2014年5月6日火曜日

キース・ジャレット ソロ 2014 @オーチャードホール

引っ越した後、GWには少しは余裕ができるかも、と期待してチケットをとっておいたキース・ジャレットのコンサートに行ってきました。

楽しみにしていたのですが、少しは懸念がありました。活動停止してしまった、ゲイリー・ピーコック、ジャック・ディジョネットとのトリオを聴きたかった、というのが本音だったので(笑)、ソロでのパフォーマンスってどうなんだろう、完全に即興だから、キースの体調や精神状態が不調だったら、盛り上がらないで終わってしまうのかなあ、と心配でしたし、チケットを取るのが出遅れてしまい、確保した席が2階席の一番後ろ、という、ステージから最も遠いところだったので、遠くから眺めて終わり、ということになってしまうのではないかという恐れもありました。とりあえず、行く途中で双眼鏡を買っておきました(笑)

最近は、ときどきライブに行くようになったので、戸惑ったり、緊張したり、ということはさすがになくなったと思っていたのですが、今回は、キース・ジャレットのソロは完全に即興で、大変な集中力を要するので、携帯電話等の騒音は勿論のこと、開演中の入場も禁止で、さらに、傘は席の下におくように(これはどうやら、立てかけたり、どこかにかけておいたりして、演奏中に倒れて音が響くと、奏者の気が散るから、ということだと、後できづきました)してください、とか、いろいろとアナウンスがされ、挙句の果てに、今日はライブ・レコーディングをします、などと放送されたので、もしかして、演奏途中でトイレに行きたくなって会場を出たら、もう入れなくなってしまうのでは、とか、花粉症の薬の効き目が切れてくしゃみを連発すると大変なことになるのでは、とか、いきなり心配事が増えてしまいました。

キース・ジャレットのソロ・パフォーマンスについて、彼が創造のために苦闘するのを、観客が固唾を呑んで見守る、という先入観がありました。 アブストラクトな感じで緊張感に満ちた演奏が始まったとき、やはりそうかと思ったのですが、次のちょっとタンゴっぽい旋律で奏者もリラックスしはじめ、清澄でスローなパート、ゴスペル・タッチのパート、と、次々に局面が入れ替わるにつれ、スムーズに、魅力的な調べが溢れるように沸き出てきました。印象的だったのは、緊張感が高い時間が続くとメロディアスに、緩んでくるとテンポを入れて、と、聴衆の集中力を持続し、注意を逸らさなかったことです。それは、聴き手をコントロールする、というよりは、期待や感情のような会場の空気をインテイクして、それを形にし、方向性を与える、というのが適当なように見えました。

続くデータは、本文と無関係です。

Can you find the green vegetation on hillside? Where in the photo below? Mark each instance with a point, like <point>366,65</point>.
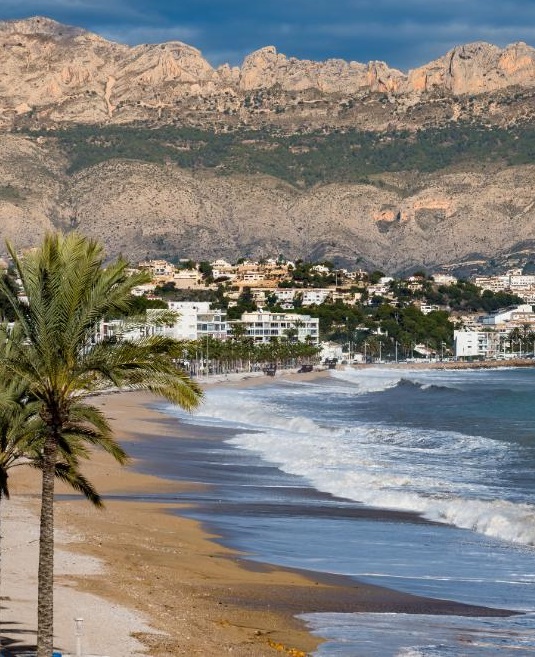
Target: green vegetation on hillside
<point>300,159</point>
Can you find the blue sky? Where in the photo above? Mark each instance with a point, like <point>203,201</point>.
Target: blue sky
<point>404,33</point>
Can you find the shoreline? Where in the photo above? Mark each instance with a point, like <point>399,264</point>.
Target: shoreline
<point>198,597</point>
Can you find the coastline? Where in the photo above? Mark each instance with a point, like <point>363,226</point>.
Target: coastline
<point>193,596</point>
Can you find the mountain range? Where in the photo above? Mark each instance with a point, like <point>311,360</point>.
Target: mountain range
<point>157,153</point>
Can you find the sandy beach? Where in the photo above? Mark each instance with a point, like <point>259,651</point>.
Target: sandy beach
<point>148,582</point>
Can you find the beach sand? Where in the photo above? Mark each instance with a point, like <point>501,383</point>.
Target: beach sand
<point>147,581</point>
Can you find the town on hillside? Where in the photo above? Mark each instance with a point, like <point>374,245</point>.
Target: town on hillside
<point>303,312</point>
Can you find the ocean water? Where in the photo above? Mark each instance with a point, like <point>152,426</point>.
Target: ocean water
<point>450,455</point>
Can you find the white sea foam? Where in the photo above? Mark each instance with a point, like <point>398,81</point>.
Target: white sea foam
<point>444,476</point>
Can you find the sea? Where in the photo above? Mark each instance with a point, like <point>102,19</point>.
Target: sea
<point>422,481</point>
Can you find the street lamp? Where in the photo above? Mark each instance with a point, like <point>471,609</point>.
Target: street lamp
<point>78,628</point>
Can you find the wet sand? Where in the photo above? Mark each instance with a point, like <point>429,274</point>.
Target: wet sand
<point>194,596</point>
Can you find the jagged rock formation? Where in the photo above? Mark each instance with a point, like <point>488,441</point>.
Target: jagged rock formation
<point>53,75</point>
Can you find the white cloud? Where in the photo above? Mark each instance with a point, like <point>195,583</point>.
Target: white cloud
<point>135,35</point>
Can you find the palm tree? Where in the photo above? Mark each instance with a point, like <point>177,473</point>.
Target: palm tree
<point>68,292</point>
<point>21,433</point>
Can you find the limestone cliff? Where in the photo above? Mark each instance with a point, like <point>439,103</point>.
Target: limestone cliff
<point>53,74</point>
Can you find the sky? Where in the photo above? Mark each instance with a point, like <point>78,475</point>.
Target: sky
<point>403,33</point>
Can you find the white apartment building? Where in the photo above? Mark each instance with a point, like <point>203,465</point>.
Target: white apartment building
<point>264,326</point>
<point>308,296</point>
<point>514,316</point>
<point>477,344</point>
<point>194,320</point>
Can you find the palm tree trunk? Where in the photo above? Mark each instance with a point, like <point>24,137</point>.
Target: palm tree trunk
<point>1,529</point>
<point>45,593</point>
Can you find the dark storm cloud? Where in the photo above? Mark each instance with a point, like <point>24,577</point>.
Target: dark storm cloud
<point>404,34</point>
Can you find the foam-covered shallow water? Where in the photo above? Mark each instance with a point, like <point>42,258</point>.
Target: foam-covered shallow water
<point>302,461</point>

会場の音響も抜群で、時折覗く双眼鏡も効果を発揮し(笑)、ステージから遠くても、疎外感は感じずに過ごせました(笑)

ハートウォーミングな旋律で第1部が終わり、20 分の休憩が入りました。前半でレベルが高くまとまってしまったので、後半、どうするのかなあ、と、思ったのですが、心配する必要はありませんでした。

後半開始時、ゆっくりとした緊張感のあるフレーズを1小節演奏するかしないかのときに、聴衆の誰かが何かを落とすか倒すかしたらしく、かなり大きい音が会場に響き渡り、キースも、弾きかけた手を止めてしまいました。はっとしたのですが、そのとき、いま最初なのだから、と、やんわりと注意する口調もユーモアがあって、ピリピリした様子は感じられず、そのまま、しばらくして、例のうなり声とともに演奏に没入しはじめると、再び旋律の大きな流れに会場中が身をゆだねる形になり、静かな緊張感の高い演奏の次は、急テンポな音階を複雑に構成したパート、アップテンポのゴスペル調のフレーズ、美しいバラード調の旋律と、緩急自在に硬軟とりまぜて、多彩なパフォーマンスが繰り広げられました。

驚いたのは、アンコールを4曲も演奏したことで、しかも、余韻をさらっと楽しむのとは程遠い真剣さで、2度ほど呼び戻されて演奏した頃、個人的には、こんなに集中して演奏して体調でも崩したら申し訳ないなあ、と心配してしまったほどなのですが、3曲目でも、入魂の、圧倒的な演奏を行い、さらにもう1度呼び戻されて、美しい旋律で、見事にこの夜を締めくくりました。こんなに誠実かつ真剣に、聴衆への感謝を示してくれたことには感激しました。

録音されたものが、発表されるのか、お蔵入りになるのかはわかりませんが、私にとっては、心に残る一夜になりました。